Aparentemente, um rato colorido, que chia a pilhas, deve fazer as delícias de qualquer predador, mas o seu animal de estimação passa muitas vezes ao lado dele, escolhendo uma velha caixa de cartão.
Não se trata de uma questão de snobismo, mas das leis fundamentais da perceção felina, segundo o correspondente do .
Um brinquedo complexo, com um som agudo e um movimento caótico, pode assustar em vez de atrair, criando uma situação de imprevisibilidade que os gatos evitam instintivamente. Uma caixa, por outro lado, é o objeto ideal: é previsível, seguro e dá total controlo sobre a situação.

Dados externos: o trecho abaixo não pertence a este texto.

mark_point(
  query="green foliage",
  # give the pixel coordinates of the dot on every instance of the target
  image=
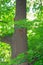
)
(5, 52)
(34, 31)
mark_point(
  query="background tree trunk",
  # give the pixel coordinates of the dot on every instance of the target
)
(18, 40)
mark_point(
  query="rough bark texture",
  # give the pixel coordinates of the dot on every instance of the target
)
(18, 40)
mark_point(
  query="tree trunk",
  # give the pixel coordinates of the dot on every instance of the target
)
(19, 39)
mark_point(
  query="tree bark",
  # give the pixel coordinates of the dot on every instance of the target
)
(19, 39)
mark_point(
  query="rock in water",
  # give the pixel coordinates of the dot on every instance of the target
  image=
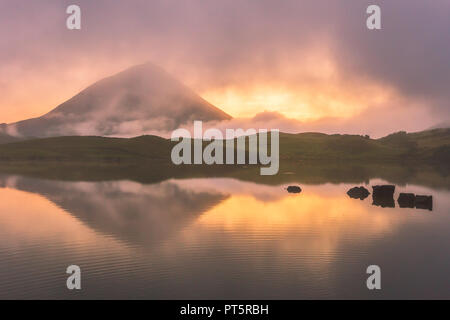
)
(424, 202)
(383, 196)
(406, 200)
(358, 193)
(294, 189)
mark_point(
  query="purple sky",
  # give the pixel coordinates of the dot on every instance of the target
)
(311, 65)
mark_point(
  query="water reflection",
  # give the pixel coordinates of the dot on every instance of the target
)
(223, 237)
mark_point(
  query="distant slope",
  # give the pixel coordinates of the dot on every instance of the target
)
(139, 99)
(427, 146)
(4, 138)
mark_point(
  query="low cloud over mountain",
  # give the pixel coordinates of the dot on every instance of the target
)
(141, 99)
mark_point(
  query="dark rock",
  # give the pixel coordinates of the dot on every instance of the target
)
(406, 200)
(294, 189)
(358, 193)
(424, 202)
(384, 191)
(383, 196)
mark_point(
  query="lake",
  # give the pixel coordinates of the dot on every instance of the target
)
(218, 238)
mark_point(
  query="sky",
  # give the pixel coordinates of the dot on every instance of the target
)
(308, 65)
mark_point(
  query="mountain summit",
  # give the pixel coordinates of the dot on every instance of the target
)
(141, 99)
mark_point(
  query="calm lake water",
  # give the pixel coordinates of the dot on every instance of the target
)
(217, 239)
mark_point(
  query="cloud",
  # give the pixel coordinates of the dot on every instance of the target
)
(319, 53)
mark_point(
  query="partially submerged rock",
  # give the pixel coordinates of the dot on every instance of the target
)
(383, 191)
(406, 200)
(358, 193)
(294, 189)
(424, 202)
(383, 196)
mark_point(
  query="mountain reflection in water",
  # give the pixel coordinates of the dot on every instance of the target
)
(217, 238)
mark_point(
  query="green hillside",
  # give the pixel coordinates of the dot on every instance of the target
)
(425, 147)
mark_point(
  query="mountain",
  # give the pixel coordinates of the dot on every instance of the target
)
(143, 98)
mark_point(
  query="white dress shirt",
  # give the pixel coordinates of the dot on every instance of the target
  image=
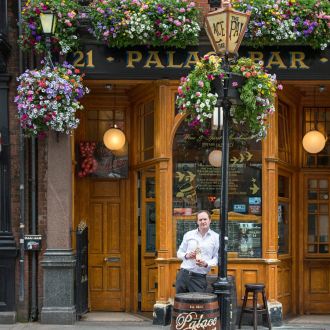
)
(208, 245)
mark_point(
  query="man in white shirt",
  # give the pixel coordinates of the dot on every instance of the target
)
(198, 252)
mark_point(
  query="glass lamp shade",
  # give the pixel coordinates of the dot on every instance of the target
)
(215, 158)
(48, 22)
(314, 142)
(114, 138)
(225, 28)
(122, 152)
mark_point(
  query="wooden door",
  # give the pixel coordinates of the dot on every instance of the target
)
(284, 220)
(317, 244)
(148, 236)
(106, 245)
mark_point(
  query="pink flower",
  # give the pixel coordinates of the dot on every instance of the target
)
(71, 14)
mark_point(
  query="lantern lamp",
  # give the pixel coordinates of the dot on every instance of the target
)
(225, 28)
(48, 22)
(314, 141)
(114, 138)
(215, 158)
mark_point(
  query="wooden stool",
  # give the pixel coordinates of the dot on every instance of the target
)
(255, 289)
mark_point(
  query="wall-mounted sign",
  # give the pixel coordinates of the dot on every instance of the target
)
(32, 242)
(94, 159)
(288, 62)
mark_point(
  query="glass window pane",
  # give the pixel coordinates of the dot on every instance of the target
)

O gato pode entrar, sair, esconder-se, observar o mundo a partir dali, ou seja, usá-lo de acordo com o seu estado de espírito momentâneo. Não precisa de lutar com um objeto incompreensível ou de se adaptar à sua lógica; é ela própria que cria as regras do jogo.
Além disso, o cartão é um excelente isolante e retém o odor próprio do gato. Uma vez dentro da caixa, o animal encontra-se num espaço acolhedor, quente e cheiroso, o que reduz ao mínimo os níveis de stress.
É uma espécie de fortaleza portátil que pode ser colocada em qualquer sítio do apartamento, criando instantaneamente uma zona de conforto absoluto. Ao observar o gato, até o mais simples buraco feito na parede da caixa a transforma num complexo multifuncional.
Ao fim de uma hora já é uma emboscada para atacar um cão que passe, ao fim de duas – um abrigo para dormir, e ao fim da tarde – um posto de observação. Nenhum brinquedo comprado oferece tanta liberdade de interpretação e modificação.
Os especialistas em comportamento salientam outro aspeto: a caixa satisfaz a necessidade de contacto próximo com as superfícies. Os gatos gostam de encostar as costas e os lados às paredes, o que lhes dá uma sensação de segurança.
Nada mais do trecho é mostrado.